An Irish man guides me from bus stop to hostel. In the next few days I will learn not to judge him by the number of teeth he is missing, but rather, by the few teeth he still has left. Before I have the chance to pull out my iPod for directions he chastises me, teasingly, for relying on him to show me the way to the hostel rather than working it out myself. It turns out he works at the hostel and I wonder why he isn’t at all surprised that I’ll be a staff member too.
When I arrive inside, there is a kaleidoscopic swirl of colour and miscellany. A tipsy American girl gives me a tour and an introduction to the varied bunch that live inside. I begin to realise why Irish man didn’t seem too interested that I was a worker: because most of the people here are workers, too. For every couple of guests, there are about six workers. Later I’m given an explanation: it’s the low season and now is the time to prep the hostel for the winter –high season in Gran Canaria, Canary Islands.

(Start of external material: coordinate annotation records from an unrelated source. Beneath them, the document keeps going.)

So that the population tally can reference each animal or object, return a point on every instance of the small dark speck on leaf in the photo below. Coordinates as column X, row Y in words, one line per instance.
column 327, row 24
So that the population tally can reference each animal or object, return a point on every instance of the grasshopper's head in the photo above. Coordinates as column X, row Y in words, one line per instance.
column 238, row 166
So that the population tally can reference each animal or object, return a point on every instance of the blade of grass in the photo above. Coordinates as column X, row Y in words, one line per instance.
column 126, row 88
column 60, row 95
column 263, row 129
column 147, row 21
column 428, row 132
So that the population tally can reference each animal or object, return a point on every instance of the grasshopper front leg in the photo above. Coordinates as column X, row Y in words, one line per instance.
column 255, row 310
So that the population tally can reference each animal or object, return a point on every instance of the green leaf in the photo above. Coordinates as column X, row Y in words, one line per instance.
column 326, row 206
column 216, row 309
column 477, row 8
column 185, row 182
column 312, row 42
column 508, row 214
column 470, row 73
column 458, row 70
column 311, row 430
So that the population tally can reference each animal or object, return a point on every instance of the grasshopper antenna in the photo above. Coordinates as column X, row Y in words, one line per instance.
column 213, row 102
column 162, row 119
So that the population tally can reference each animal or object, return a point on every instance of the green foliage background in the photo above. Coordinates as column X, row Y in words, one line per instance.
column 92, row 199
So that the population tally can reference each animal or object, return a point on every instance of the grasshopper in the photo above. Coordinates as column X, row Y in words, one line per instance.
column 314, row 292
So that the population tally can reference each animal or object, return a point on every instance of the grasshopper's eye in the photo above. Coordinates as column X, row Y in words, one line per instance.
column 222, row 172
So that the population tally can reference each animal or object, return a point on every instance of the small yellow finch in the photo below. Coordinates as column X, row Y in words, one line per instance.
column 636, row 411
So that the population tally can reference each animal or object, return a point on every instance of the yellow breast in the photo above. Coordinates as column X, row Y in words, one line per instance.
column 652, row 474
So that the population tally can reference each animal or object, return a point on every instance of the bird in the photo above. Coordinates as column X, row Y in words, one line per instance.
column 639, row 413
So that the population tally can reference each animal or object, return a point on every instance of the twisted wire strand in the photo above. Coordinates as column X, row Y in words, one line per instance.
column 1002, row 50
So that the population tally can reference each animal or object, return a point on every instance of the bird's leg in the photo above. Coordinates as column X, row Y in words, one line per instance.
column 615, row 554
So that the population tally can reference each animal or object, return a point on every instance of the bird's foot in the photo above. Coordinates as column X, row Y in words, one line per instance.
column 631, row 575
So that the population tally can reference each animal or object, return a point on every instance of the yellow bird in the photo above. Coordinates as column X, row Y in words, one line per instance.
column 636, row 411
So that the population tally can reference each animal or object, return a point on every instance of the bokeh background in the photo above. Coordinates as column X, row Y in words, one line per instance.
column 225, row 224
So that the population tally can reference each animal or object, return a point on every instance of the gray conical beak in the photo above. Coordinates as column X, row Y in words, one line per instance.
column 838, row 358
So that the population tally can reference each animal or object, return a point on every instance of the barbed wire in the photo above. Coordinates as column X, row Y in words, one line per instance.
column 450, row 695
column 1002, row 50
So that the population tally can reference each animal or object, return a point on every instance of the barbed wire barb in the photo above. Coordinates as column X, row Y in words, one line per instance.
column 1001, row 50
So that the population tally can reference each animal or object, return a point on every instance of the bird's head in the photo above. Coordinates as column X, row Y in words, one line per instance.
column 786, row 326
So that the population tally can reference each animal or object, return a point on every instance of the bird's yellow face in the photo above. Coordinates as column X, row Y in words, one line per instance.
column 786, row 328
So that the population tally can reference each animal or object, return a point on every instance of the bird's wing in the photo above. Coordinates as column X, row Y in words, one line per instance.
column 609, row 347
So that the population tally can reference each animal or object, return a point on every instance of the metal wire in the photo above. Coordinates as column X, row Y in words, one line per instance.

The next few months will be more like living in a giant share house than working in a youth hostel. The tipsy American girl, who I will rarely see tipsy again becomes my often-naked roommate. Soon I will fall in love with three charming Spanish girls, I slacken my fear of cockroaches, I become infuriated with a misogynistic flamenco player who can’t handle a 14 hour work week, I go snorkelling for the first time since I was a kid, I try every flavour in an Italian ice creamery (in both a cone and a cup), I develop a distinctly white arse compared to the rest of my body and I am treated to a summer fling with a scuba diver who talks about poo a little too much. And I’m going to miss it all, so fucking much.